Mientras Mar del Plata sigue realizando un “enorme esfuerzo” para evitar que la curva de contagios no suba y el coronavirus no circule en la ciudad, los empresarios de la pesca y las autoridades del Consorcio Portuario están en otra sintonía.
Inexplicablemente en las últimas horas se conocieron dos casos positivos en el puerto de trabajadores que no son de la ciudad y llegaron para trabajar en la pesca. Lo insólito de la situación es que se les realizó el hisopado por coronavirus pero se los autorizó a embarcarse sin tener los resultados de los exámenes. Por ello los marineros y sus compañeros quedaron en cuarentena y ahora se deberá controlar si hubo más contagios.

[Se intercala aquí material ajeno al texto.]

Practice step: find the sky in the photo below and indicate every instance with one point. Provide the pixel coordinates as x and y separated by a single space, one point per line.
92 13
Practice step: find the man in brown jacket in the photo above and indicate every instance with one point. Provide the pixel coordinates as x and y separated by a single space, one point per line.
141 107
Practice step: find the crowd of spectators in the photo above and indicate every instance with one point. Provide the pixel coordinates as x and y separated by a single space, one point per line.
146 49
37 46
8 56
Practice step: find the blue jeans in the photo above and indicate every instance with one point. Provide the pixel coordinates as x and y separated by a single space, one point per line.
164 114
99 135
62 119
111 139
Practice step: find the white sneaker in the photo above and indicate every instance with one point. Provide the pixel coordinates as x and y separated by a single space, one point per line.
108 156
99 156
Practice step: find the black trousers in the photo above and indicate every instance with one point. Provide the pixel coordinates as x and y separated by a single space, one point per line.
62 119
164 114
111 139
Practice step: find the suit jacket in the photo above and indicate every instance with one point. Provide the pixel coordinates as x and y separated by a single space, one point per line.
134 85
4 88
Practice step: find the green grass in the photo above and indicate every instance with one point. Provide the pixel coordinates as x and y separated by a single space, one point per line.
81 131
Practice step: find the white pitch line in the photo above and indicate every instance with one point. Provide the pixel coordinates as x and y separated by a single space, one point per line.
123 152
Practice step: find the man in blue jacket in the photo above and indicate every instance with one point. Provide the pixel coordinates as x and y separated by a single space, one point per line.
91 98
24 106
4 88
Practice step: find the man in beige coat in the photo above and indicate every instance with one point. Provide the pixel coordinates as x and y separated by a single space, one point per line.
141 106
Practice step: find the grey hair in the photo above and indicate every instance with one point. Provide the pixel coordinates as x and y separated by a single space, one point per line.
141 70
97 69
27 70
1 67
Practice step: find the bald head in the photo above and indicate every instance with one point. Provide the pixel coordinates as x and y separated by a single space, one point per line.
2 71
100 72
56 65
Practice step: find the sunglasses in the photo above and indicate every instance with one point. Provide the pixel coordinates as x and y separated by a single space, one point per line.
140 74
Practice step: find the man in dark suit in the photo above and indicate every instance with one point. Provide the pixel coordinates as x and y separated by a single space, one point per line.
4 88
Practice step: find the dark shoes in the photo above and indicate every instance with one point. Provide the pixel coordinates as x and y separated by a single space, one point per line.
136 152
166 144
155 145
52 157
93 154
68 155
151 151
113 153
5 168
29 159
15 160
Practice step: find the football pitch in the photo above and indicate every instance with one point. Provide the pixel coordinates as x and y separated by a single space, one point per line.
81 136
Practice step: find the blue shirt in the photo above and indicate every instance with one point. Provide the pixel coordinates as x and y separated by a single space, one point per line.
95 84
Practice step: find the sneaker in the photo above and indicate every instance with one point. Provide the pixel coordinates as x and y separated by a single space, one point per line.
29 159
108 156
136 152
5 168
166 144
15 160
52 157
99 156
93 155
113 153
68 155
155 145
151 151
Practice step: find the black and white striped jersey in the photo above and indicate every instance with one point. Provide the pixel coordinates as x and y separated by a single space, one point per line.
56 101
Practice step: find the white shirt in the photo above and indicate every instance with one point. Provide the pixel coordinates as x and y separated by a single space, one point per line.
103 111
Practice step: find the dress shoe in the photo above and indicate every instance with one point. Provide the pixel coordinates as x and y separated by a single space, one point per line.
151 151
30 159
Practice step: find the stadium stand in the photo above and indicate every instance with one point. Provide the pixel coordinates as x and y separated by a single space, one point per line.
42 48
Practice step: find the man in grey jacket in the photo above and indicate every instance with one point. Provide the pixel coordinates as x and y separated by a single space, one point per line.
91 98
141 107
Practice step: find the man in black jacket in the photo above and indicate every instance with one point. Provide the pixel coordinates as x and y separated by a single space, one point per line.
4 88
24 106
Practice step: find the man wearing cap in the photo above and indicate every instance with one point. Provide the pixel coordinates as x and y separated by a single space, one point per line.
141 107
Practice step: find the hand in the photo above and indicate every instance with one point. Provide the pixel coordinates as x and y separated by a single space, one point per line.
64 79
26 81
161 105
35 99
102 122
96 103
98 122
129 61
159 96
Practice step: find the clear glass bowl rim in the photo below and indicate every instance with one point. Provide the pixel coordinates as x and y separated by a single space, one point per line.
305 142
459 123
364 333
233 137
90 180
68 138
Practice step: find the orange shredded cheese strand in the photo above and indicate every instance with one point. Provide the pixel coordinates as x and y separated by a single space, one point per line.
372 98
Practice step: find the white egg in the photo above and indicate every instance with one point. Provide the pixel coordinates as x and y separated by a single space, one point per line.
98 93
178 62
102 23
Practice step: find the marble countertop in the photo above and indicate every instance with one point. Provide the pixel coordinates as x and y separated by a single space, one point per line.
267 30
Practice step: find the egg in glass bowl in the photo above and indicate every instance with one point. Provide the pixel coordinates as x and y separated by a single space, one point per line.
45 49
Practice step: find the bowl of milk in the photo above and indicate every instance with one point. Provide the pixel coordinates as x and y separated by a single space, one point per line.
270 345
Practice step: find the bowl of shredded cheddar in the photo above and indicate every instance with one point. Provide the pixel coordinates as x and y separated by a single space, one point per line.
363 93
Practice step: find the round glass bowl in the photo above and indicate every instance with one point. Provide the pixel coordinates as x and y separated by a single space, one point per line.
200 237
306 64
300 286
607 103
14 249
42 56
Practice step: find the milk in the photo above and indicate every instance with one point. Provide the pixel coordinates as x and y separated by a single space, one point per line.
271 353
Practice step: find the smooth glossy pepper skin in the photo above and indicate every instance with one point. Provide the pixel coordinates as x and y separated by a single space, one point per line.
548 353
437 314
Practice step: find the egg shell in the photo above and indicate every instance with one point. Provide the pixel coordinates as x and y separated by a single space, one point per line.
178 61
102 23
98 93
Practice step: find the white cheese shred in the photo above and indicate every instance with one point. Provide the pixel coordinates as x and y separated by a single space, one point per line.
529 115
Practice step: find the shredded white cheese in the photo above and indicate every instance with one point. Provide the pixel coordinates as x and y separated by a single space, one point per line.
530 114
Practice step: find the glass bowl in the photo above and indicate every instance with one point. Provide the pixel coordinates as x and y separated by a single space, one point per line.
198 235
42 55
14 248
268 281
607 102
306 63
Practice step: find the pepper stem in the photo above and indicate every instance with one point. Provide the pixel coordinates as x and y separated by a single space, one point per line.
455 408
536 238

Las miradas apuntan ahora a los empresarios pesqueros quienes no quisieron esperar los resultados de los estudios e igualmente embarcaron a los trabajadores. Una irresponsabilidad por ganar dos días de trabajo. Esa “repudiable actitud” de los empresarios pesqueros cayó muy mal entre las autoridades municipales y provinciales.

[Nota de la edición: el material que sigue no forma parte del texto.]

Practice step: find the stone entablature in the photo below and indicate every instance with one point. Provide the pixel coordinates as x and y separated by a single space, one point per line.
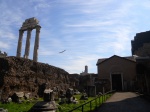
29 25
144 50
3 54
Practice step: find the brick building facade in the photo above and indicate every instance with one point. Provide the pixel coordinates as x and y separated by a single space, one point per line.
141 47
120 71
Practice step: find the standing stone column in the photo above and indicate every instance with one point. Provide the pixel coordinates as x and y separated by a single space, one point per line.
27 49
19 43
36 44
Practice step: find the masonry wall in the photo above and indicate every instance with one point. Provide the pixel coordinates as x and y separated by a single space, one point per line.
120 66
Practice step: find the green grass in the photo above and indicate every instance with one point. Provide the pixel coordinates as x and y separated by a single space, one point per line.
25 106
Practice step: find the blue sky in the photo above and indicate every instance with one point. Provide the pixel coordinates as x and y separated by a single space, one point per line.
86 29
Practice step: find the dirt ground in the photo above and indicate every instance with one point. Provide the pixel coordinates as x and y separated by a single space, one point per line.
125 102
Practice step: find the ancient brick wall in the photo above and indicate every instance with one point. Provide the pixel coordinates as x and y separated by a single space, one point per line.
19 74
118 65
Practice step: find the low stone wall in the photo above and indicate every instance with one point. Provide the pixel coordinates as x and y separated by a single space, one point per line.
25 75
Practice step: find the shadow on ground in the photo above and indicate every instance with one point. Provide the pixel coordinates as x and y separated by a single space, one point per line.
135 104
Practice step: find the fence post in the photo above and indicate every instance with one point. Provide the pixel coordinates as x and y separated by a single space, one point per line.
90 106
99 100
96 102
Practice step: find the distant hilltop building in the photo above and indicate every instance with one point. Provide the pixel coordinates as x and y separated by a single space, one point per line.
2 54
141 44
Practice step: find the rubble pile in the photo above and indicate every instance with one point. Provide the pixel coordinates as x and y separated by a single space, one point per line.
19 74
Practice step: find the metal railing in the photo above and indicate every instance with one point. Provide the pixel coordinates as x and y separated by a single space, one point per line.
101 99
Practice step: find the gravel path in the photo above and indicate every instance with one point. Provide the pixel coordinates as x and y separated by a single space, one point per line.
125 102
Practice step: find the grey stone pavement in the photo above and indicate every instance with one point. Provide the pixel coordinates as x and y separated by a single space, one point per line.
125 102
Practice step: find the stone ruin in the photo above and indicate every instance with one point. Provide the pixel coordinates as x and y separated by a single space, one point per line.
48 105
25 75
29 25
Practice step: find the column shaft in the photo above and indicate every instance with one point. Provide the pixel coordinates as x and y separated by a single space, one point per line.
27 49
19 43
36 44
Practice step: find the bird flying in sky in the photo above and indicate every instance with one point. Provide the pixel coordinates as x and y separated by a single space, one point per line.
62 51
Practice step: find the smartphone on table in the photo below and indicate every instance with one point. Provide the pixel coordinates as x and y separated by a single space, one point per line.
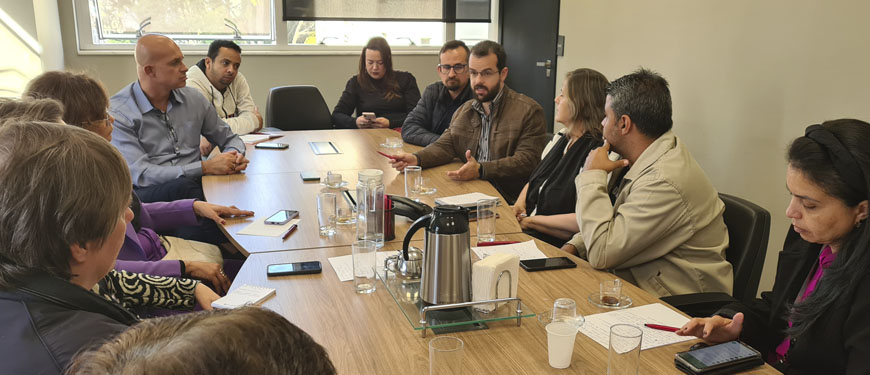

Al mismo tiempo quedó en el ojo de la tormenta el titular del Consorcio Portuario, Martin Merlini. Sobreviviente de la gestión Macri, Merlini hizo alarde días atrás de los controles que realizaba el Consorcio, habló de más de 3200 controles a obreros de la pesca y la estiba, pero omitió decir que permitía la zarpada de los buques sin tener el resultado del tests de Covid-19. Está claro que Merlini también deberá dar explicaciones.
Ante la desprolijidad que ocurrió en el Puerto, intervino el Ministerio de Seguridad de la provincia. A través de su representante en la ciudad, Rodolfo “Manino” Iriart, se dispuso desde anoche impedir el ingreso de trabajadores golondrinas a Mar del Plata.
La orden fue reforzar “al extremo” los controles en los seis retenes que funcionan en los ingresos a la ciudad. La intención es que no ingrese ningún trabajador eventual o golondrina, más allá de tener el permiso que los autoriza. Si tiene ese permiso los oficiales deberán dar aviso a la autoridad municipal quien será en definitiva la responsable de ese ingreso.